# histamine overload?



## flat (Jun 18, 2006)

I have found that when I take an over-the-counter sleeping pill that you can get at the drugstore (like NYTOL or SLEEP-EEZE or something) I find that I feel less dp'ed in the morning. Over-the-counter sleep aids are really just anti-histamines that make you sleepy. Are we producing too much histamine? Histamine is usually produced as a result to an allergic reaction. Is dp/dr (or the underlying stress that is keeping it there) causing our immune system to produce histamine for some reason? And having too much histamine in our bodies or brain giving us this dp sensation?


----------



## Mark (Jul 21, 2008)

I wonder what comfortably numb would have to say??


----------



## flat (Jun 18, 2006)

tap tap tap tap...(tapping my fingernails while patiently waiting)


----------



## AntiSocial (Jul 12, 2008)

Mark said:


> I wonder what comfortably numb would have to say??


something that would totally baffle us and make us all feel stupider by comparison


----------



## rk1 (Aug 5, 2006)

flat said:


> I have found that when I take an over-the-counter sleeping pill that you can get at the drugstore (like NYTOL or SLEEP-EEZE or something) I find that I feel less dp'ed in the morning. Over-the-counter sleep aids are really just anti-histamines that make you sleepy. Are we producing too much histamine? Histamine is usually produced as a result to an allergic reaction. Is dp/dr (or the underlying stress that is keeping it there) causing our immune system to produce histamine for some reason? And having too much histamine in our bodies or brain giving us this dp sensation?


I may have to try this, because mornings are the worse time for me.


----------



## comfortably numb (Mar 6, 2006)

Perhaps the diphenhydramine or whatever was in that sleep aid just helped you to get a better nights sleep? I doubt it's anything other then that really. Try another sleep aid to see if it works the same. Something like zopiclone (lunesta, imovane) or temazepam or even diazepam would be good ones to try.

Older anti-histamines such as diphenhydramine (the anti-histamine in benadryl) are also anti-cholinergics this is what causes the real bad dry mouth and other side effects you get from these drugs. I found these drugs to actually make my dp/dr worse for the most part. Although since my dp/dr went into remission hey just make me drowsy but i still find them unpleasant.

Id say that more then likely these drugs are just helping you sleep better.


----------



## AntiSocial (Jul 12, 2008)

what did i say :lol:


----------



## B_J (Jun 25, 2007)

UP


----------



## Absentis (Jul 10, 2007)

IIRC, Diphenhydramine also acts on serotonin, a neurotransmitter identified by Dr. Simeon as possibly being involved with DPD.


----------



## Guest (Apr 4, 2009)

i take benadryl or tylenol pm nightly to sleep, doesn't help me just makes me need to sleep for like 14 hours.


----------



## comfortably numb (Mar 6, 2006)

Absentis said:


> IIRC, Diphenhydramine also acts on serotonin, a neurotransmitter identified by Dr. Simeon as possibly being involved with DPD.

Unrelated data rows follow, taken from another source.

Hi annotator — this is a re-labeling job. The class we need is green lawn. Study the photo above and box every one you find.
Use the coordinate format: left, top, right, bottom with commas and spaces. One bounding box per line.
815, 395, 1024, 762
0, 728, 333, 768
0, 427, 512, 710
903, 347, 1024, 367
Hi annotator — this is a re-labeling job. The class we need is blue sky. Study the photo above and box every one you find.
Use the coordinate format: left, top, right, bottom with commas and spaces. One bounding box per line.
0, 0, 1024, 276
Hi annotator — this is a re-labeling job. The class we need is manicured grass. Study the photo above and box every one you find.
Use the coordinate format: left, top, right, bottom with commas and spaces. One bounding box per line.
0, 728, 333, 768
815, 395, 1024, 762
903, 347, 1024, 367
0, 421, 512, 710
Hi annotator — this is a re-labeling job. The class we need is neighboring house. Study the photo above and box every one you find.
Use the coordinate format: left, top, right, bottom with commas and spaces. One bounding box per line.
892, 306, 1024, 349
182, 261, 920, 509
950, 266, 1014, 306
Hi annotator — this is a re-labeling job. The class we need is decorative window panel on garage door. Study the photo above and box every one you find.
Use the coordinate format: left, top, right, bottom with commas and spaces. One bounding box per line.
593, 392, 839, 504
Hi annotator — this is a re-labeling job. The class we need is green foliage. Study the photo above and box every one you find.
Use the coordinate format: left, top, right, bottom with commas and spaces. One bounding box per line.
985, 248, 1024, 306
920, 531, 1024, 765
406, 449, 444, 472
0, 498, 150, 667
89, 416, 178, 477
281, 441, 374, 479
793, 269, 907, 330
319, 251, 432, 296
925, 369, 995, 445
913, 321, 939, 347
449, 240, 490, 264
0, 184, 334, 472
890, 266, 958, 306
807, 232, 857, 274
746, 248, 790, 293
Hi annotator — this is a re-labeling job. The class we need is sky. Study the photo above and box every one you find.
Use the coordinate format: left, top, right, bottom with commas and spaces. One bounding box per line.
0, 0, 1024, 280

Diphenhydramine does a very slight reuptake of serotonin but only to a very mild degree. In order for it to be of any significance as a SRI you would have to take massive doses and then the anti-cholinergic effects would take over and cause symptoms of anti-cholinergic poisoning such as delerium, really bad dry mouth, increased heart rate, seizures, etc. So it does not have any clinically significant serotonin reuptake inhibitor effects.

So i seriously doubt that plays a role in why the OP felt better after taking diphenhydramine.


----------



## Absentis (Jul 10, 2007)

comfortably numb said:


> Absentis said:
> 
> 
> > IIRC, Diphenhydramine also acts on serotonin, a neurotransmitter identified by Dr. Simeon as possibly being involved with DPD.
> ...


You are absolutely correct, and I realize I didn't make my point properly. I simply wanted to say that the situation is much more complex than just "diphenhydramine=histamine". And it's not just that there are more neurotransmitters involved, but receptor affinity, receptor subtypes, and a whole host of biochemical reactions involved.


----------



## Hoffy (Apr 26, 2009)

I've been doing a great deal of research into histamine and its effects on DP / DR. Please go to the members poll section and vote on your experience using anti-histamines.
Thanks!


----------



## York (Feb 26, 2008)

> Older anti-histamines such as diphenhydramine (the anti-histamine in benadryl) are also anti-cholinergics this is what causes the real bad dry mouth and other side effects you get from these drugs. I found these drugs to actually make my dp/dr worse for the most part.


I tried the old anti-histamines to sleep better, I felt HORRIBLE when I woke up and it lasted all day! Like a hangover, with bad DP on top.


----------



## opie37060 (Jan 9, 2010)

flat said:


> I have found that when I take an over-the-counter sleeping pill that you can get at the drugstore (like NYTOL or SLEEP-EEZE or something) I find that I feel less dp'ed in the morning. Over-the-counter sleep aids are really just anti-histamines that make you sleepy. Are we producing too much histamine? Histamine is usually produced as a result to an allergic reaction. Is dp/dr (or the underlying stress that is keeping it there) causing our immune system to produce histamine for some reason? And having too much histamine in our bodies or brain giving us this dp sensation?


It's weird because the day this all happened the night before i took over the counter sleeping pills then got up in the morning took a couple shots of nasal spray and felt wierd the whole drive to work than had a massive panic attack and have been dp/dr ever since....


----------



## Vespertiferous (May 16, 2012)

I'm probably going to go off-topic a little, and I realize that this thread has been silent for years. But I just, out of nowhere, had the idea that DP might be related to histamine and was so excited to see that someone else did, too, that I actually bothered to join this forum.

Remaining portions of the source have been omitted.